Understand from $ARGUMENTS what the agent does, what tools it uses, and the evaluation goals
Read the data model files (ToolCall.java, ToolDefinition.java, AgentTrace.java) and any relevant evaluator source files
Determine which evaluators are needed based on the table above
Define ToolDefinition objects for each tool the agent can use (with JSON Schema for arguments including "type", "properties", "required")
Create a dataset with examples — each Example should include metadata("tools", tools) and optionally metadata("tasks", taskList) and expectedOutput("toolCalls", expectedCalls)
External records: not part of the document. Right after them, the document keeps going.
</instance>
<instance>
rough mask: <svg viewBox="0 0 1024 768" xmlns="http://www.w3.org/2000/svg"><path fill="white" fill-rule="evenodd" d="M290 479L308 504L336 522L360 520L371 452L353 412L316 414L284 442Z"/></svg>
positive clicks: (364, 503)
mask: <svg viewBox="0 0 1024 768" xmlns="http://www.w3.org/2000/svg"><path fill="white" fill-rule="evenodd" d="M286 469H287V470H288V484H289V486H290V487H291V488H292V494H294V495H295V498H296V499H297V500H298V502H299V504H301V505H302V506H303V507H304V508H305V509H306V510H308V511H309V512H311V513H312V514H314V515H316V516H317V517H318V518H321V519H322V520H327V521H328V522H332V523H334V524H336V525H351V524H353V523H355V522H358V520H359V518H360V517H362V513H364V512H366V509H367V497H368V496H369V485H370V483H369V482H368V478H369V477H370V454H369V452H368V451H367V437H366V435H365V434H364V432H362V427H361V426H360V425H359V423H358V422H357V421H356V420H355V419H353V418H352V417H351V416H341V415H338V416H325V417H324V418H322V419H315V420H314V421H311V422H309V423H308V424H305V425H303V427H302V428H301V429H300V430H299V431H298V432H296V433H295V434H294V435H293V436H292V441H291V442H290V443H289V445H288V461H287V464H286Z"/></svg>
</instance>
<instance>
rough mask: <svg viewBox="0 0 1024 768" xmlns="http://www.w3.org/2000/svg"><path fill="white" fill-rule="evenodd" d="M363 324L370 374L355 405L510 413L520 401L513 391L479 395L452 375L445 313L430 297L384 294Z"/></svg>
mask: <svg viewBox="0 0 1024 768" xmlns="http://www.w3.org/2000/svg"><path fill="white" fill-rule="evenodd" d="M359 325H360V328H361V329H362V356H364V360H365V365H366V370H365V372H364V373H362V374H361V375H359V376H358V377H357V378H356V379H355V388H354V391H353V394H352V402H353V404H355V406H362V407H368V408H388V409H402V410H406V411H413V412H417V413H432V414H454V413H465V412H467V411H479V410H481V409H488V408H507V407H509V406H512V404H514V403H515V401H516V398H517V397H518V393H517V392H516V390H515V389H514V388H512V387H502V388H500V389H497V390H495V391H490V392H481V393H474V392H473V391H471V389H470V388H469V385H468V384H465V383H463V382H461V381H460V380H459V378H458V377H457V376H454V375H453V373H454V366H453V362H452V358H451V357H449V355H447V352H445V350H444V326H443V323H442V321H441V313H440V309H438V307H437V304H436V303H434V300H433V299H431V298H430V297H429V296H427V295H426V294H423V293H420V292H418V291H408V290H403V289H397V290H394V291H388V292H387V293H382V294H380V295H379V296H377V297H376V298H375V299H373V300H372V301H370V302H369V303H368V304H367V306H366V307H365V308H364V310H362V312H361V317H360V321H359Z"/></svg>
Build the Task using AgentTrace.toOutputMap() to capture tool calls and reasoning
Wire evaluators and run the experiment
Start with rule-based evaluators (ToolCallValidityEvaluator, ToolCorrectnessEvaluator) first — they don't need an LLM and give fast deterministic feedback. Add LLM-based evaluators once basics pass.